Government-backed bad banks will essentially transfer troubled assets from public sector banks, which are owned by the government, to bad banks, which are once more owned by the government. When the set of incentives these institutions face is essentially the same, there is no reason to think that a simple transfer of assets from one pocket of the government to another will result in a successful resolution of these bad debts.
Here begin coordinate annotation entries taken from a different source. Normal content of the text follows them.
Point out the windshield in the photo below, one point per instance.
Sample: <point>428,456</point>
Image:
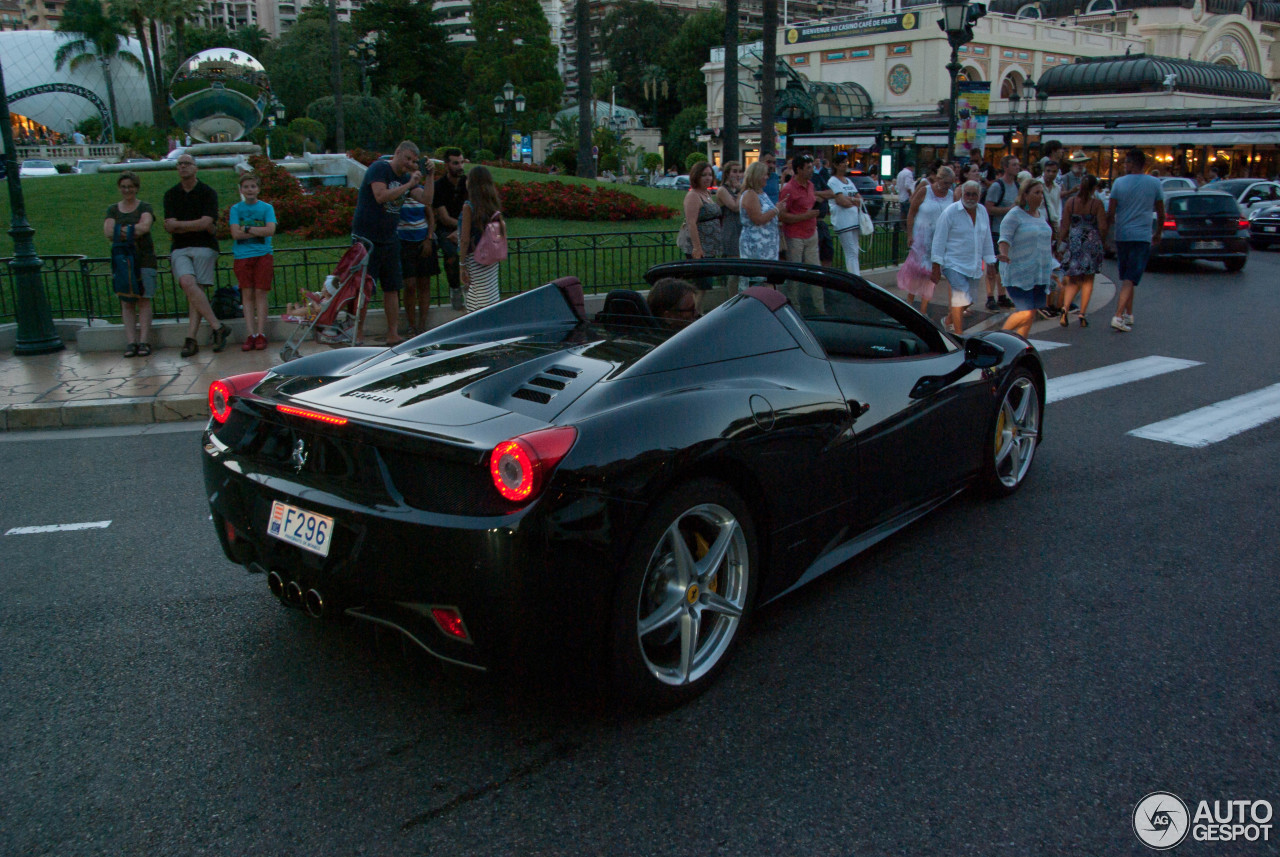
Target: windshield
<point>1202,204</point>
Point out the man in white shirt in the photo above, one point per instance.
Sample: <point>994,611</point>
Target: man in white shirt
<point>961,243</point>
<point>905,187</point>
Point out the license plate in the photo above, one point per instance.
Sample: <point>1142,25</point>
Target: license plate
<point>306,530</point>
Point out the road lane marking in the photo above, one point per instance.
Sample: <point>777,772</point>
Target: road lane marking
<point>59,527</point>
<point>1217,421</point>
<point>1114,375</point>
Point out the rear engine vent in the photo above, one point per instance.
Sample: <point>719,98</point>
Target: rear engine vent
<point>531,395</point>
<point>549,383</point>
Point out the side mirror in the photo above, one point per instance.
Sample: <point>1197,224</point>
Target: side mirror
<point>978,353</point>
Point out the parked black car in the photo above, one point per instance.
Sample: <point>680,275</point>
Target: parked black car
<point>524,481</point>
<point>1203,224</point>
<point>1265,227</point>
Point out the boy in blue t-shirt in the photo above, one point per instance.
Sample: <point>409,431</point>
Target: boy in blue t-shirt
<point>252,224</point>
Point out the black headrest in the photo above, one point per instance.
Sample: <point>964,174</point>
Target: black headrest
<point>625,307</point>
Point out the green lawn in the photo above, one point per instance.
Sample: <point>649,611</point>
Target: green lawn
<point>67,211</point>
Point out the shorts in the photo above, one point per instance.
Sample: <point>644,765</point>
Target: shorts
<point>197,262</point>
<point>1032,298</point>
<point>384,266</point>
<point>826,247</point>
<point>961,287</point>
<point>414,264</point>
<point>1132,259</point>
<point>147,275</point>
<point>255,273</point>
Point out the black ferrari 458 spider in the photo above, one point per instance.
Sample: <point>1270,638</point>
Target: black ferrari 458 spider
<point>625,489</point>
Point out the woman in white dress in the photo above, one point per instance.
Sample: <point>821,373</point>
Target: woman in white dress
<point>845,211</point>
<point>479,282</point>
<point>928,201</point>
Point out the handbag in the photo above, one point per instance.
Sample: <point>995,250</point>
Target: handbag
<point>682,241</point>
<point>126,274</point>
<point>865,225</point>
<point>492,247</point>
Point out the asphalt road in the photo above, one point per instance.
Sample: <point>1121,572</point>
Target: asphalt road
<point>1004,678</point>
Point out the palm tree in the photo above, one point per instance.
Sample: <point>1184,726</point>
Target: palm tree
<point>137,12</point>
<point>730,109</point>
<point>97,39</point>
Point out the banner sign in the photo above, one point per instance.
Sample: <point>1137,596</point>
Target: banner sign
<point>972,118</point>
<point>865,26</point>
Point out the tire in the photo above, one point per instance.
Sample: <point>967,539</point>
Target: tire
<point>675,591</point>
<point>1013,435</point>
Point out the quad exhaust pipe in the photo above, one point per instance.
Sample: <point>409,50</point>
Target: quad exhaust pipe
<point>292,594</point>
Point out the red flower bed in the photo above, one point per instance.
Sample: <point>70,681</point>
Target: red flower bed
<point>561,201</point>
<point>325,212</point>
<point>519,165</point>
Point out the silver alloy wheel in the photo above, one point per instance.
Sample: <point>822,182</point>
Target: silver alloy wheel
<point>693,595</point>
<point>1016,431</point>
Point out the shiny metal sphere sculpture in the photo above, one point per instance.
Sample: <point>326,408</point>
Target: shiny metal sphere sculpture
<point>219,95</point>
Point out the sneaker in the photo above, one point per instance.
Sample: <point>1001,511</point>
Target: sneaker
<point>218,339</point>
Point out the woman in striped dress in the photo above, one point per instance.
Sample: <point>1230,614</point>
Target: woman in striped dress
<point>479,282</point>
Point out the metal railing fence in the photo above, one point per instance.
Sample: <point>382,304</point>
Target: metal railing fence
<point>80,287</point>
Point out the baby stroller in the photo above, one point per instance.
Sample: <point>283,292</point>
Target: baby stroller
<point>330,314</point>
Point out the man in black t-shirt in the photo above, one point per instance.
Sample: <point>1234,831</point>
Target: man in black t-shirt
<point>191,218</point>
<point>451,195</point>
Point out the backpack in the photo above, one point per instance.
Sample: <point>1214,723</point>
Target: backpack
<point>492,247</point>
<point>126,273</point>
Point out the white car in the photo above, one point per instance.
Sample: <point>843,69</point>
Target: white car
<point>1249,193</point>
<point>35,168</point>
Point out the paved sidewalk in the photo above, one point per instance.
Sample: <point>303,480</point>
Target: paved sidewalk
<point>77,389</point>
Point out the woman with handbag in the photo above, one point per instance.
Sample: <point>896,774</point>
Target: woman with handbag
<point>846,214</point>
<point>481,223</point>
<point>133,262</point>
<point>702,228</point>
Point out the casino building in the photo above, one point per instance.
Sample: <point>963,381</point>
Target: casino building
<point>1193,83</point>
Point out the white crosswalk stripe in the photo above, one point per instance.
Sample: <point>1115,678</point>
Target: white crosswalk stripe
<point>1217,421</point>
<point>1100,379</point>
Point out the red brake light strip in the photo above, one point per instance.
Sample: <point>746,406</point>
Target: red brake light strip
<point>311,415</point>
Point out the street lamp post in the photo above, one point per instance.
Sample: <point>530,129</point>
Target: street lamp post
<point>956,22</point>
<point>506,105</point>
<point>275,113</point>
<point>36,331</point>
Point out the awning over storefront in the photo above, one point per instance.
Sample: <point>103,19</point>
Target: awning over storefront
<point>855,141</point>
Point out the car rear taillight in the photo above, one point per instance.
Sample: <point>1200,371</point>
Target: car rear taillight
<point>222,393</point>
<point>521,466</point>
<point>311,415</point>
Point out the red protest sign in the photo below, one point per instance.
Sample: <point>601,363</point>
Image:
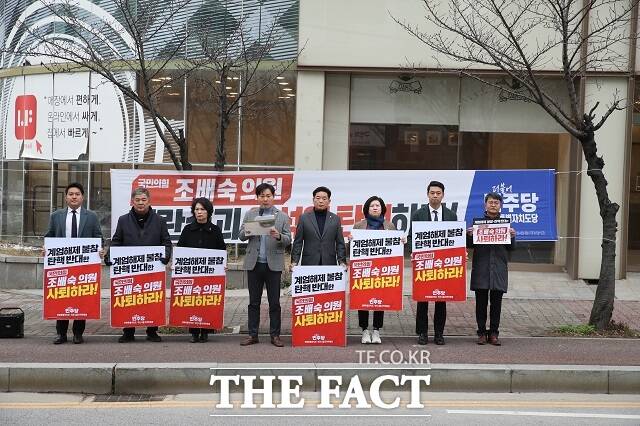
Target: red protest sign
<point>71,287</point>
<point>197,288</point>
<point>318,306</point>
<point>439,261</point>
<point>137,286</point>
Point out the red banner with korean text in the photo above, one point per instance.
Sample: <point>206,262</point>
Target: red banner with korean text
<point>197,288</point>
<point>71,287</point>
<point>137,286</point>
<point>439,261</point>
<point>318,306</point>
<point>376,266</point>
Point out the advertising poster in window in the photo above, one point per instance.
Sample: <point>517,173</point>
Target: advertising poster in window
<point>197,288</point>
<point>71,276</point>
<point>318,306</point>
<point>376,266</point>
<point>438,261</point>
<point>137,286</point>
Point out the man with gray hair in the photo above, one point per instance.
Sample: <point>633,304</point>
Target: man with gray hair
<point>141,227</point>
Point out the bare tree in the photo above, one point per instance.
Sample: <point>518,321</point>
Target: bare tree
<point>238,65</point>
<point>121,44</point>
<point>522,37</point>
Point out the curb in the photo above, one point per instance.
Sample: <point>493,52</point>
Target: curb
<point>171,378</point>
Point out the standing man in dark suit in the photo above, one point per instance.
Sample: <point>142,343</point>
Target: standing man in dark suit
<point>264,263</point>
<point>319,239</point>
<point>142,226</point>
<point>435,211</point>
<point>73,222</point>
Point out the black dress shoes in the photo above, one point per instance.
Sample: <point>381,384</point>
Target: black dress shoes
<point>422,339</point>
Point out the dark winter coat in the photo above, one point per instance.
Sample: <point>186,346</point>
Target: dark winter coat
<point>154,232</point>
<point>206,235</point>
<point>489,269</point>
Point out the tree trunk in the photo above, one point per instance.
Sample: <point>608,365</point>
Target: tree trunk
<point>602,309</point>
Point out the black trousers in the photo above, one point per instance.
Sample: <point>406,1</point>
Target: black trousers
<point>482,299</point>
<point>130,331</point>
<point>363,319</point>
<point>258,278</point>
<point>439,318</point>
<point>63,325</point>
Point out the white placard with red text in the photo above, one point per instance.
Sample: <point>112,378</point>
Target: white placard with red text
<point>439,261</point>
<point>318,314</point>
<point>376,265</point>
<point>71,278</point>
<point>197,288</point>
<point>491,231</point>
<point>137,286</point>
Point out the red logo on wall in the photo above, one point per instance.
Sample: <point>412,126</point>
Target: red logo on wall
<point>26,107</point>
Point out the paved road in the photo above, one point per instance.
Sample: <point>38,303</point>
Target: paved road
<point>440,409</point>
<point>226,348</point>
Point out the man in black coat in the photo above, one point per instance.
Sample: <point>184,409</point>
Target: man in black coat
<point>141,227</point>
<point>489,274</point>
<point>435,211</point>
<point>74,221</point>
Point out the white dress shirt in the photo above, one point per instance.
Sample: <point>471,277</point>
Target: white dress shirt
<point>68,223</point>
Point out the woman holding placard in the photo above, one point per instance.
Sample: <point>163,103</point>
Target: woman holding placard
<point>374,210</point>
<point>201,233</point>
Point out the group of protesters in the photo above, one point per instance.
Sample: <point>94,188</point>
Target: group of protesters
<point>319,240</point>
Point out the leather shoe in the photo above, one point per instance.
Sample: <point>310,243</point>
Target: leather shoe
<point>251,340</point>
<point>125,338</point>
<point>422,339</point>
<point>154,338</point>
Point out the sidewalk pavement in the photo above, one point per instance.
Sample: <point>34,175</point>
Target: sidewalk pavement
<point>536,302</point>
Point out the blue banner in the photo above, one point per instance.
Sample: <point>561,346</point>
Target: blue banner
<point>528,200</point>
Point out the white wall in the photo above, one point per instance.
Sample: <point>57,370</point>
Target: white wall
<point>335,152</point>
<point>611,146</point>
<point>309,120</point>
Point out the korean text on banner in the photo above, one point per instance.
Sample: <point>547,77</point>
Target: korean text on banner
<point>491,231</point>
<point>376,269</point>
<point>318,306</point>
<point>197,288</point>
<point>137,286</point>
<point>71,278</point>
<point>438,261</point>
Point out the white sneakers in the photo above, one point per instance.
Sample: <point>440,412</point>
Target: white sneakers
<point>375,337</point>
<point>370,337</point>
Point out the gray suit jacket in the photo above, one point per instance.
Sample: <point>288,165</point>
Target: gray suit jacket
<point>88,227</point>
<point>316,249</point>
<point>275,248</point>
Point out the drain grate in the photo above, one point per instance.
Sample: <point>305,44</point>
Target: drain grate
<point>128,398</point>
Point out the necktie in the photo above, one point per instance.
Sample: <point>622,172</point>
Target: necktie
<point>74,225</point>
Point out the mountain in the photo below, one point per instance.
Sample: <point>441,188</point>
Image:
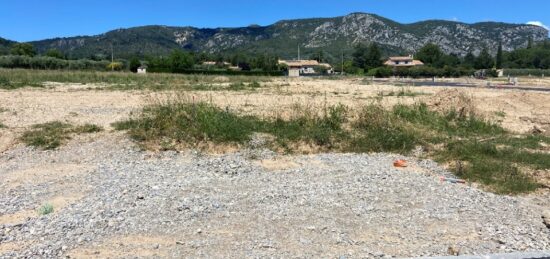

Public sector banks are run by bureaucrats who may not always be as committed to guaranteeing these lenders’ profitability as private sector banks, which are owned by people who have significant financial incentives to manage them well. In that sense, saving banks through a bad bank accomplishes little to solve the crisis caused by bad loans. Commercial banks that receive a bad bank’s bailout are unlikely to change their methods for the better. After all, the safety net a bad bank offers provides these lenders greater justification to make risky loans, which worsens the bad loan situation.



Note: NPA’s are financial institutions’ loans or advances on which the principle and interest have not been repaid for a predetermined amount of time. NPA’s are loans that have stopped bringing in money for the bank, to put it simply.

Recently in News:

The National Asset Reconstruction Company (NARCL) and the India Debt Resolution Company (IDRCL) will take over the first batch of defaulted loans from banks and attempt to settle them, according to a recent announcement from the Ministry of Finance. The condition of Indian banks’ balance sheets has dramatically improved over the past three years, as evidenced by the fact that their Gross Non-Performing Assets (GNPA) ratio fell from a peak of 11.2% in FY18 to 6.9% in Q2FY22. Banks have established NARCL to collect and consolidate stressed assets for later resolution. PSBs will continue to possess 51% of NARCL. IDRCL is a service organization/operational body that will manage the asset and work with market experts and turnaround specialists. A maximum of 49% of the stock will be held by public sector banks (PSBs) and public financial institutions, with the remaining private sector lenders. For Security Receipts (SRs) to be issued by NARCL, which will be purchasing Rs 2 lakh crore in non-performing loans from banks, the government has already pledged sovereign guarantees of Rs 30,600 crore.

Conclusion:

It will be beneficial from the standpoint of a commercial bank struggling with high NPA numbers. This is so that such a bank may quickly get rid of all of its toxic assets, which were eating away at its profits. The position of the bank will further improve if the recovery funds are returned. In the interim, it may resume lending. A bad bank is therefore a fine idea, but the real difficulty is in addressing the underlying structural issues in the financial system and proposing adjustments in line with them. The Government would need to take swift action in resolving the NPA issue, and introduce accountability with lenders. Also implement measures to prevent a repetition of the bad loan cycle in order to pivot towards sustainable lending moving forward.